I am building a two-sectoral model, and I have a question about the timing of sectoral-capital variables: In my model, T and N are sectors, hence kT is capital in sector T and kN is capital in sector N. Then, I assume that the economy’s aggregate capital is simply: k = kT + kN.
However, I assume only one law of motion for aggregate capital such that: k = (1-delta)*k(-1) + i - written in Dynare language. It is clear to me that k is a predetermined variable and should be treated as such in the code, however I am not very sure how kT and kN should be treated. As predetermined, or as normal ones?
In this case, only the total capital stock k is predetermined. Hence, you have to use a law of motion for capital
k = (1-delta)*k(-1) + i
The total capital stock in the economy k(-1), which was decided by investment in the period before (hence the (-1) timing), can be freely divided between the individual sectors. Hence, kT and kN are determined at time t and not predetermined (normal variables). The corresponding resource constraint thus reads
I have a similar model; two country two sector model with capital. I assume that investment can only be done by using the output of traded sector but capital can be used in the production of both sectors.

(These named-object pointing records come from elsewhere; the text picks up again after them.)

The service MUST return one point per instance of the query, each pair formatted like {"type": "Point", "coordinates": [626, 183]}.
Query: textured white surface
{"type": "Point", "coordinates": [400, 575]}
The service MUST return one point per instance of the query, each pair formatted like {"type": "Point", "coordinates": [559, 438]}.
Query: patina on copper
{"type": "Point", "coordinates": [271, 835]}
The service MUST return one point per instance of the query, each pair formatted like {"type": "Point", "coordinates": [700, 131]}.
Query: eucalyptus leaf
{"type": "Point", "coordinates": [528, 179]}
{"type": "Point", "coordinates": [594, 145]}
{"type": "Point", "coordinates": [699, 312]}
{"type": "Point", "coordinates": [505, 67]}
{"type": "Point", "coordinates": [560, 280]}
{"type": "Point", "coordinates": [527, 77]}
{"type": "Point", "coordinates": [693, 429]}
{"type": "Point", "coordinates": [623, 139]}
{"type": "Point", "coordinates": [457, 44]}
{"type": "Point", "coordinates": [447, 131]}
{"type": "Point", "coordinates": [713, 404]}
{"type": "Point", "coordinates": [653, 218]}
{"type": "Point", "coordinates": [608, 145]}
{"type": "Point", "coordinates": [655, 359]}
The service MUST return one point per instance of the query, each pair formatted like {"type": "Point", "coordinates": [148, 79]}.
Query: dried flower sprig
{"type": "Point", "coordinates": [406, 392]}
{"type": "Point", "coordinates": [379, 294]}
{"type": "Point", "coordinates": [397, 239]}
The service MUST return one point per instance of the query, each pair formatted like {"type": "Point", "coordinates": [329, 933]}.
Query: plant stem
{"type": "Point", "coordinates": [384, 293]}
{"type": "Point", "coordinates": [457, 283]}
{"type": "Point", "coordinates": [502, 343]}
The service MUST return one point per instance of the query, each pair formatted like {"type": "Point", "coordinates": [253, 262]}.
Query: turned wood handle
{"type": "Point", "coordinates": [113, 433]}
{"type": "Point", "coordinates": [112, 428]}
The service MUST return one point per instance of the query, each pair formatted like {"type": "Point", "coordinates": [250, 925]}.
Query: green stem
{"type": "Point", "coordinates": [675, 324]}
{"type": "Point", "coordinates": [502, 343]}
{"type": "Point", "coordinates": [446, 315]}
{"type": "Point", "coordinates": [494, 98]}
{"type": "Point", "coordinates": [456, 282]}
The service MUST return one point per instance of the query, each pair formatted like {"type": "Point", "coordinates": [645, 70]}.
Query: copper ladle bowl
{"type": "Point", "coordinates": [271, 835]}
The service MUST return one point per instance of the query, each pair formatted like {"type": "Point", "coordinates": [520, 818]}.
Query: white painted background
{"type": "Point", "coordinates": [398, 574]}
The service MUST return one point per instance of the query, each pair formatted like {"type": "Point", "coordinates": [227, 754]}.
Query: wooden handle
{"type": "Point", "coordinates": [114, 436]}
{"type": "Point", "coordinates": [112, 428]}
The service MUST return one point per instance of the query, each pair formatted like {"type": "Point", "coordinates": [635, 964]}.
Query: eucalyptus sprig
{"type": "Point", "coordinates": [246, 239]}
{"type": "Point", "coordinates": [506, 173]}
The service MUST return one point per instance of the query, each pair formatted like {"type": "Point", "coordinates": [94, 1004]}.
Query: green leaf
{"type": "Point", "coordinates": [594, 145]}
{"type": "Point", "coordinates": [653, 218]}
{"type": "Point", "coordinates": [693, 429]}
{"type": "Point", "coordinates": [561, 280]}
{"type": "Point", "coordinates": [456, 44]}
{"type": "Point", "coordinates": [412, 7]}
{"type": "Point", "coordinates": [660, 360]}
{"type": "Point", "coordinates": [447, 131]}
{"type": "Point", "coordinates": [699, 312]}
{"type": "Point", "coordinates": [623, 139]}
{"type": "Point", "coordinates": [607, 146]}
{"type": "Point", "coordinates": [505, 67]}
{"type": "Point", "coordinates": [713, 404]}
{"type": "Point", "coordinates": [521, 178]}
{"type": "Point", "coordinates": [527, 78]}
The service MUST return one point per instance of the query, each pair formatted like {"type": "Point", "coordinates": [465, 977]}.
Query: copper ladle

Even though I changed the timing of the resource constraint as you suggested, there are some issues with the results. The model solves however the results dont make any sense.
I would really appreciate any help regarding my model.
Hi,
I am working on Smets and Wouters model and have introduced informal sector. I have achieved the steady state already. But the Blanchard-Kahn condition is not satisfied.
Could anyone help me out.thank you.
Hi,
Yes I do have capital in my model too but it’s determined by the utilisation rate in both sectors. So I have…
k_t=u_t*k_bar_t-1 and
k_bar_t is determined by the standard capital utilisation equation.
Does the timing condition also affect it?
Thanks very much professor. Does that mean that I have to change the timing of my kT and kN variables in all my code and not only in the constraint:
k(-1) = kT + kN
I mean should I change my timing also in the production function for good T changing:
yT=theta*(kT(-1))^(alpha)(Lt)^(1-alpha)
to
yT=theta(kT^alpha)*Lt^(1-alpha)
and well this logic for every equation where I have a kT(-1) and kN(-1)
Hi Prof Pfeifer, I have a related question concerning the discussion here. In my two sector model, firms use both private and government capital.
Concerning private capital, I have these equations in my mod file as discussed here:
However, regarding government capital, including the equation below makes the number of equilibrium equations in the mod file one larger than the number of endo variables.
To get around this problem, this has been my solution so far:
Given the above equation, I can rewrite it as follows using some weights:
So that I have the following production functions in my mod file:
In this case, I am able to exclude the resource constraint for government capital from the equilibrium equations in the mod file, allowing for the number equations to match the number of endo variables.
The model works as expected, but is this procedure an good alternative to specifying a resource constraints for government capital? That is, .
I am not sure I understand the setup. Given that government capital is taken as given by private agents, there is nothing here that would determine the split between the two sectors. So unless there are conditions that determine this choice (as you do with your weights), this cannot work.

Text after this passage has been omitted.